The upsides of leaving the single market, perhaps? Again, Chisholm’s answer is carefully worded. It’s true, he says, that established BEIS thinking will have to change, but he adds that “the prime minister… has been clear that we want to have as full access as we possibly can and with a minimum level of friction, so we want to make sure that we continue to benefit from those undoubted advantages that come from being able to trade as freely as possible with our important neighbouring continental market".
“Brexit is going to be a central piece of work for us because we’re responsible for the business community as a whole and for the frameworks in which business has to operate” – BEIS permanent secretary Alex Chisholm
On migration, Chisholm points out that BEIS is responsible for the scientific sector and a number of engineering trades, who “have been very clear that to continue to make sure that the UK is able to access the best that the world has to offer is very important to the their futures”.
“Home-grown talent will undoubtedly have more opportunities… but we need to make sure that we continue to add to that, where appropriate, the numbers and types of people, of skills, available from around the world,” he says.
A case in point would be Alex Chisholm himself. Until recently he commuted from Ireland to London, a work-life balance which he insists was manageable as his three sons grew up.
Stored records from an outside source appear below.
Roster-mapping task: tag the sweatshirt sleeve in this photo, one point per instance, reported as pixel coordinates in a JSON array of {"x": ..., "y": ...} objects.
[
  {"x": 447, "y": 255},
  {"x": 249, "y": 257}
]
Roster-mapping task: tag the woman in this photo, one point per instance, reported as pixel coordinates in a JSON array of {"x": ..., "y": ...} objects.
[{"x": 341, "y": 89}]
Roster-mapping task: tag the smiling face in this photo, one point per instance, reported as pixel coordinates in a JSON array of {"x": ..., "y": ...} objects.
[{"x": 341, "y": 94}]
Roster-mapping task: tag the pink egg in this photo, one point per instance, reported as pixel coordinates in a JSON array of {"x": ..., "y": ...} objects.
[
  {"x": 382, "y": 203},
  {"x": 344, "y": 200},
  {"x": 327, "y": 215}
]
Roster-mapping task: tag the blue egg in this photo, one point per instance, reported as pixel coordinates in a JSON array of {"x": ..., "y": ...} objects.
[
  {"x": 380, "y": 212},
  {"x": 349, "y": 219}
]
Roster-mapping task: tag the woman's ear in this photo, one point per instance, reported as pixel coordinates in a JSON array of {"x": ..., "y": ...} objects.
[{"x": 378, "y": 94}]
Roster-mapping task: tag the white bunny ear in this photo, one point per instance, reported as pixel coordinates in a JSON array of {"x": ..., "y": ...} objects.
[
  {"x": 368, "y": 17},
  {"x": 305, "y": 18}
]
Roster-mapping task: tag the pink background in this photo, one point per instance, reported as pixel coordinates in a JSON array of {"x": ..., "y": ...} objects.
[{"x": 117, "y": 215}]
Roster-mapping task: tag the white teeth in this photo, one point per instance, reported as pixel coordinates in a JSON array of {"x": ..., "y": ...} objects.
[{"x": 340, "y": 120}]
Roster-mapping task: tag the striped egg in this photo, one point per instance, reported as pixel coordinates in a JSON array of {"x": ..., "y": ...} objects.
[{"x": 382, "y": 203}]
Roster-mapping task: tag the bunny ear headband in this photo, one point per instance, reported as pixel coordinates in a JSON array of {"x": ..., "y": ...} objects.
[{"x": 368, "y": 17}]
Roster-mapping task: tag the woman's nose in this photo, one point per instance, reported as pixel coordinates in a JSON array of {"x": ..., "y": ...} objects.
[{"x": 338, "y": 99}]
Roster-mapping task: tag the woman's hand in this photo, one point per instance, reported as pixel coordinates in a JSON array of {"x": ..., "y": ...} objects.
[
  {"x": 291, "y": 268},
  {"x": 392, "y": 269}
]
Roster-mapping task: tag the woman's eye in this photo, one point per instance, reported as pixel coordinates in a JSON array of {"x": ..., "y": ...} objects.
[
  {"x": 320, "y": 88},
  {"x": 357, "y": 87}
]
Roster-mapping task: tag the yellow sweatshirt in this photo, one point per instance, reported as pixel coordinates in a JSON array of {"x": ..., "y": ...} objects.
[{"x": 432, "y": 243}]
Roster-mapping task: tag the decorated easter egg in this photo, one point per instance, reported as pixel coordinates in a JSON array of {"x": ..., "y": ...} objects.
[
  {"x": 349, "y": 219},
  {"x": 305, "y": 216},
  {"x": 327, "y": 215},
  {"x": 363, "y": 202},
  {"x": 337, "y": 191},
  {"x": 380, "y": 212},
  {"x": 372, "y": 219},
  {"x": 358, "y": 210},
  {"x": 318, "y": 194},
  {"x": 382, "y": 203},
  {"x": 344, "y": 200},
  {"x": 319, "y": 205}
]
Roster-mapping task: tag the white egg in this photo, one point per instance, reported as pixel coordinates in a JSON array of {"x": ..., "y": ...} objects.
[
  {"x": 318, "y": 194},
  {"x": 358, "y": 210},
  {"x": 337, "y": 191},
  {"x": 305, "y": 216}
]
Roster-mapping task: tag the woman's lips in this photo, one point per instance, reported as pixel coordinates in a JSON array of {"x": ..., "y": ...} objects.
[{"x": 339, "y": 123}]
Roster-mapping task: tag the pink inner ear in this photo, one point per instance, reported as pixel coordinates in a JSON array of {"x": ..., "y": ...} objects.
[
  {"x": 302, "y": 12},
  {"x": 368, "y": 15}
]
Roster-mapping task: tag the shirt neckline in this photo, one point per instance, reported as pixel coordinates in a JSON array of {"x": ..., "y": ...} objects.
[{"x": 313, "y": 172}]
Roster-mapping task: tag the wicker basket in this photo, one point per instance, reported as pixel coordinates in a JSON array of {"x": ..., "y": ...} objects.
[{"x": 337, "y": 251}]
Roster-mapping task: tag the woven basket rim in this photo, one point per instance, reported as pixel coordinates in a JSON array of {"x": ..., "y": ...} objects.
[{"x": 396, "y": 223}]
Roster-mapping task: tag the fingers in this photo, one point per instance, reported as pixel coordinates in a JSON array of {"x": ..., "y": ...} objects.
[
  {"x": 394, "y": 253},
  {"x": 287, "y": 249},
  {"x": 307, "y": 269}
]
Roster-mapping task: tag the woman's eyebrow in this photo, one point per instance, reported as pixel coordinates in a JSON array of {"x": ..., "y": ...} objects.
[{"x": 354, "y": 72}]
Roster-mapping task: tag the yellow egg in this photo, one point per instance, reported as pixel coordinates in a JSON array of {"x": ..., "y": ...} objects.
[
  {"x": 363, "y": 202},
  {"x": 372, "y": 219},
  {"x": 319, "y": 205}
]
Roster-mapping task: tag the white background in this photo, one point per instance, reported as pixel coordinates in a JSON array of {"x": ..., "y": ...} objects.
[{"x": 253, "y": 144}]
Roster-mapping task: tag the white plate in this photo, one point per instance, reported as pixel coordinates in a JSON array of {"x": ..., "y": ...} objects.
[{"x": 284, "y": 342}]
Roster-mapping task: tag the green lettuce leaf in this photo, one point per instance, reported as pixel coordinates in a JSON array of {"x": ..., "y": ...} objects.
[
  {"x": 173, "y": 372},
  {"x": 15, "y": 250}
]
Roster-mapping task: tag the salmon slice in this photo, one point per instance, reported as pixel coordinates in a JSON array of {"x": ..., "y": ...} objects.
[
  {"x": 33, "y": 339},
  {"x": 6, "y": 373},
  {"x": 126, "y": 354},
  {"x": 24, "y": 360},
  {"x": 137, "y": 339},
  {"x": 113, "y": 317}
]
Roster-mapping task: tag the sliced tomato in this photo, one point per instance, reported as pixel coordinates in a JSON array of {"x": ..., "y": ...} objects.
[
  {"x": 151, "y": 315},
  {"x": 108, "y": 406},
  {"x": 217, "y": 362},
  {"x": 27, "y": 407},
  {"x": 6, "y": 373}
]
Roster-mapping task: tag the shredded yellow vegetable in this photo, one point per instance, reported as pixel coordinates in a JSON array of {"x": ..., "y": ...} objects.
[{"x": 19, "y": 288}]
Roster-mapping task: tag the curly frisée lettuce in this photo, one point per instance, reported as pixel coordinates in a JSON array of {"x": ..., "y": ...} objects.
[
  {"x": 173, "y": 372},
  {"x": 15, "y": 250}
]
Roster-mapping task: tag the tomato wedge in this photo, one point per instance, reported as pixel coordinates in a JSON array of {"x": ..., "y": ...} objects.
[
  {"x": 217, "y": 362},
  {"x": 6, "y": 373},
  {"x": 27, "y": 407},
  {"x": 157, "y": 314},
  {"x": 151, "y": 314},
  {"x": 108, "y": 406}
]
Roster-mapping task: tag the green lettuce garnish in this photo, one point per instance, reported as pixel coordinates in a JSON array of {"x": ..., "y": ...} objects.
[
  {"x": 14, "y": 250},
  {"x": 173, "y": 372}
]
He’s excited to have returned to live in London, even if he clearly misses aspects of living in Ireland. “There’s a certain informality you get from living in a smaller community which is great: very much reach for the phone, meet up for a coffee,” he recalls. “That slight cosiness which can come with that is something I do miss, but the opportunities are much bigger here as the scale in which one is able to operate is greater.”
Over the next few years life in the civil service will be far from cosy but, reflecting on the EU referendum, the referendum on Scottish independence, the election of Donald Trump in America, and the upcoming elections across Europe, Chisholm is delighted to be back at the very heart of Whitehall, proclaiming a “great time to take stock of ourselves as a country and to reset ourselves for the challenges ahead – and this department will, I think, be right in the midst of that”.
Alex Chisholm is clearly set for the long haul. After so many years of change, and countless acronyms, civil servants at BEIS will be hoping their department is too.
THE INDUSTRIAL STRATEGY
“The balance of it is, overall, on what we call those horizontal measures that you can take, which are of broad benefit across the economy: skills is key there, a big emphasis on technical skills, science and innovation, infrastructure, business investment. [And] we do recognise that there are some sectoral focuses: the great benefits we’ve had from industries like aerospace, on automotive, and life sciences, where industry getting together with government – small companies as well as big – has been enormously productive in giving more of a strategic sense in what the long term opportunities are.”
THE PRODUCTIVITY CHALLENGE
“We’re absolutely set on continuing to support the growth of London and the South East, but we recognise that in order to deliver on the prime minister’s vision of an economy that works for all we need to lean in hard to help other parts of the UK to be more successful. Trying to get the less-strong – the followers so to speak – to catch up, or at least close the gap between themselves and the leaders, is a big part of our industrial strategy and will make a strong contribution to productivity.”